MCN is currently studying queries posed to MCN-L, the results of which will be used to develop a knowledge base for a dynamic new online resource for museum IT professionals.
This panel session will provide an overview of what MCN, CHIN, Collections Trust and the Collections Australia Network are currently doing to help their members solve common problems. Session participants will learn what existing international resources are already available to meet their needs, and will be asked to provide feedback and suggestions to assist in the development of the new MCN online knowledge resource!
Download conference presentations:
Mason, Collections Australia Network: A Community of Practice (2.5 MB PDF)
Milner, CHIN Resources for Museum Professionals panel discussion (3.0 MB PDF)
Data Storage and What to Do About It
Chair: Dwight Bailey, Director of Museum Technology, Harn Museum of Art
Participants: Michael Webb, Director, Information Technology and Audio Visual Services, Fine Arts Museum of San Francisco; Yvel Guelce, Director of IT Operations, Indianapolis Museum of Art
Many museums are experiencing explosive growth in data and storage requirements due to increased use of technology, coupled with a variety of digital initiatives such as digitizing museum collections, podcasts, videos/videocasts, virtualizing objects and environments, and a variety of research producing mixed digital media products. While these digital initiatives are welcome, exciting, and a necessary evolutionary step for cultural institutions, often storage solutions are reactionary, resulting in a constant struggle to provide, manage, maintain, and plan for adequate storage through the data lifecycle.

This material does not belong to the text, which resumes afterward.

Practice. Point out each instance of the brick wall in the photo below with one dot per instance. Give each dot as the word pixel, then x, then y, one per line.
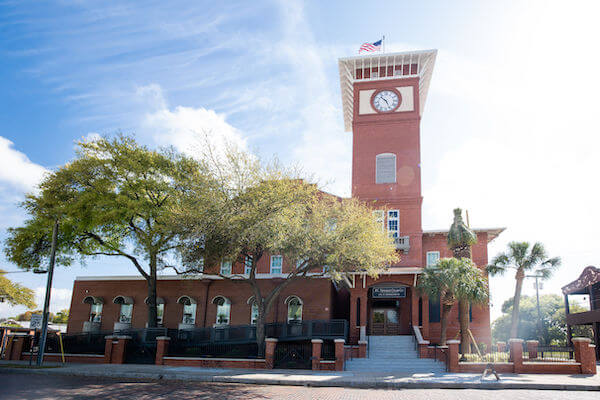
pixel 317 295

This session proposes methods to help institutions understand how and where data is generated, determine growth rates and data retention and retrieval requirements, and present strategies and technologies for managing data lifecycles and implementing effective storage solutions. Presenters will address these topics by demonstrating their institutional approach to storage challenges and the solutions they implemented. The goals of this session are to help cultural institutions evaluate the scope of considerations needed for planning, managing, or implementing effective storage solutions, leave attendees with a framework for improving storage at their institutions, and provide a glimpse of how these challenges are currently being met at other institutions.
Link to conference presentation on Prezi:
Bailey, Webb, and Guelce, Data Storage and What to Do About It
Ramping Up while Scaling Down: Strategic Innovation in Challenging Times
President's Roundtable
Chair: Sam Quigley, VP for Collections Management, Imaging & Information Technology / Museum CIO, Art Institute of Chicago
Participants: Michael Edson, Director of Web and New Media Strategy, Smithsonian Institution; James Maza, Chief Technology Officer, The Walters Art Museum; Robert Stein, Chief Information Officer / Director of MIS, The Indianapolis Museum of Art
In this roundtable, museum information leaders will discuss how they are managing to keep worthy new initiatives alive even in these challenging times. Acknowledging the painful fiscal realities that constrain us all, the session will focus instead on how we can respond to the present environment in ways that don't amount only to wailing and retrenchment (justified and necessary as those respectively may be at times), but also by continuing to envision, plan, and execute forward-looking information strategies which serve our institutional missions. After opening remarks from current MCN President Rob Lancefield, who organized this session, former MCN President Sam Quigley will moderate the discussion.